Sang pelatih hanya bisa membalas dengan ucapan “Tetap semangat Tuan!!”
Wahyudi ambruk di medan operasi dan dinyatakan tidak dapat melanjutkan Pendidikan Dasar Palawa unpad dikarenakan faktor kesehatannya yg tidak bisa ditolerir. Beliau langsung dievakuasi ke Rumah sakit terdekat.
Seminggu lamanya beliau dirawat hingga akhirnya menghembuskan nafas terakhirnya di Rumah Sakit tersebut. PALAWA berkabung !!

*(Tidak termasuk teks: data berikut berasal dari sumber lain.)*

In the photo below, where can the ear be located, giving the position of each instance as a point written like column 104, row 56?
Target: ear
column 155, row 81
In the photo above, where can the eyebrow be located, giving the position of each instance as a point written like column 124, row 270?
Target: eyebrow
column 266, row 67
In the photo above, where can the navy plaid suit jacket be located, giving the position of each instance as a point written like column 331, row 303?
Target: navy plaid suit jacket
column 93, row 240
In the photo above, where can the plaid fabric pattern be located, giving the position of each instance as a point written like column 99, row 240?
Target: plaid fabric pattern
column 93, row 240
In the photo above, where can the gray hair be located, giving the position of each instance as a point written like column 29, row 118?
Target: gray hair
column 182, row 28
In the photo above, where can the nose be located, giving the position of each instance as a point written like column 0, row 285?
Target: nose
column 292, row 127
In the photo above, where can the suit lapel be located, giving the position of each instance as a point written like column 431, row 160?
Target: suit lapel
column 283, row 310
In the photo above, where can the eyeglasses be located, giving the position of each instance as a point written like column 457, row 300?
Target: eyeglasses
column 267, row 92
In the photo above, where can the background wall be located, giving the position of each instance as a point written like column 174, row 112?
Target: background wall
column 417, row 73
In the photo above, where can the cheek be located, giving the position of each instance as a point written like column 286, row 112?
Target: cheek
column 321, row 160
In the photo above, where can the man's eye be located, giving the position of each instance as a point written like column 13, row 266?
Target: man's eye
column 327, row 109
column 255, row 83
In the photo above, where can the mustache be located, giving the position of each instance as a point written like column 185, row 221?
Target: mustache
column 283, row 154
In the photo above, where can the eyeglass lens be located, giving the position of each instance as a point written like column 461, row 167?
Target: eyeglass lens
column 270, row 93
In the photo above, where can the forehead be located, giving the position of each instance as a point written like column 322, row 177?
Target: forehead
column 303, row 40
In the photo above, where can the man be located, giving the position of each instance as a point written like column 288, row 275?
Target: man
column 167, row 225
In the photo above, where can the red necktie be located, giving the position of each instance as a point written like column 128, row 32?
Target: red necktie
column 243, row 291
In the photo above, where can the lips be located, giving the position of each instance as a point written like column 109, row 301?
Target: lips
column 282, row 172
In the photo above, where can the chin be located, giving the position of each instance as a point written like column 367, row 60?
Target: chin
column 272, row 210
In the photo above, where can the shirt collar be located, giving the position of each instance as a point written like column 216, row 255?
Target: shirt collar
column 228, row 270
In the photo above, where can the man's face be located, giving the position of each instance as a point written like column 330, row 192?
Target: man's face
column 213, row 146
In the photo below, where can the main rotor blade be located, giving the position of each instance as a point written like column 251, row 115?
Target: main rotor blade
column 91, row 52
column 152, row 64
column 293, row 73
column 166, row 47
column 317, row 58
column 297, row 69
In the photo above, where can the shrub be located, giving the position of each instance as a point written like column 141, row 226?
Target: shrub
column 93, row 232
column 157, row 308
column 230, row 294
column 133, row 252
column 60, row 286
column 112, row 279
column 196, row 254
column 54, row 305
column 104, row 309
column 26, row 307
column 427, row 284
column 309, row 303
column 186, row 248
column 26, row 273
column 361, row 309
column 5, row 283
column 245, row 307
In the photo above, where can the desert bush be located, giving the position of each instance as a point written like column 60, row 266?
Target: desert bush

Ada rasa sungkan dari hampir semua pelatih untuk tetap melanjutkan Diklat Palawa X waktu itu, tapi Kang Syarief Barmawi selaku pembina pd waktu itu mensupport untuk tetap melanjutkan pendidikan.
Kampus Unpad heboh, terutama Fakultas Sastra tempat almarhum menuntut ilmu, kabar langsung menyebar dengan bumbu yg beraneka rupa.
Saya yang kebetulan satu fakultas dengan almarhum, ketika menginjakkan kaki di kampus Jatinangor langsung dikerubuti teman2 almarhum yang sebagian besar adalah anggota DKM Masjid Unpad.
Ya, almarhum juga adalah seorang aktivis masjid, performanya yang pendiam tidak banyak bicara dan baik membuat beliau banyak disukai teman2nya.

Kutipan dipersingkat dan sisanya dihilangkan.